I had a revealing Zoom meeting with my elder daughter on Sunday. She was telling me about her recently single best friend whom she had been helping most of Saturday to pick a likely man from an internet dating site. It’s not my normal source of email marketing research, but it was revealing. She said that after the first 15 minutes they decided to ignore any picture where the chap was carrying a snowboard. She said this reduced the number of possibles to a manageable figure quite quickly.
She asked, “What is it with men that they think women are looking for someone covered in snow, in a hideous insulated jacket and baggy trousers, standing somewhere totally inhospitable.” I think I was able to answer her question, despite not frequenting dating sites.
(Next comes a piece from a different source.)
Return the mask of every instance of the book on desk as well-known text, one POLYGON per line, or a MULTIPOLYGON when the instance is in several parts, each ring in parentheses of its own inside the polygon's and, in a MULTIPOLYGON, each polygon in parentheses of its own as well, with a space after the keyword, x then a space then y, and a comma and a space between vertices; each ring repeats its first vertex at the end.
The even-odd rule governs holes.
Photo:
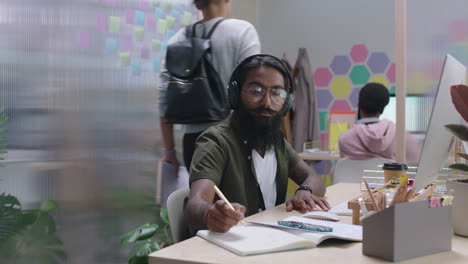
POLYGON ((197 235, 240 256, 313 248, 329 238, 362 241, 361 226, 299 216, 283 220, 330 227, 333 231, 314 232, 283 226, 277 222, 249 222, 235 226, 226 233, 200 230, 197 235))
Honest. It gives a pointer to what often goes wrong in the way items are presented in email marketing campaigns.
You are, hopefully, rather excited by your latest product and you want to convey your emotions to your subscribers. If you are thrilled, surely they must be as well. This ignores the fact that it is probable that they are not quite so immersed in whatever it is you are selling as you are, and it is probable they want something different to you from the product. By all means tell them how hard it was to get the supply at the right price. That is if you want to bore them. What you need to do is to get them to want the product as it relates to them given your description and the image. We’re back to online dating.
The chaps my daughter’s friend was looking at were unsuspecting, approaching middle age and the most exciting aspect of their lives is the thrill they get going on the side of a mountain at speed on a plank of wood. Who wouldn’t be thrilled? It turns out that many women aren’t, or at least that includes my daughter and her friend. What all these possibles covered in frozen water were not doing was putting themselves in the place of the people they were trying to attract and describing why they were the men of their dreams.
You probably worked out in your mind the type of man my daughter’s friend was looking for, at least in her mind. It’s easy enough. Ask yourself if you always do the same when creating copy for any email marketing campaign. It’s even easier. You have all the data on specific groups that you need, certainly enough to work out what would excite them, as that’s what’s email marketing software is for.
The next time you’re wondering what type of image you need for your latest email marketing campaign, think of what your subscribers are looking for rather than what you would pick as its main selling point. You need to catch the eye. You need to excite in a second. Picking an image that your competitors would use, for whatever reason, is probably not the way to go.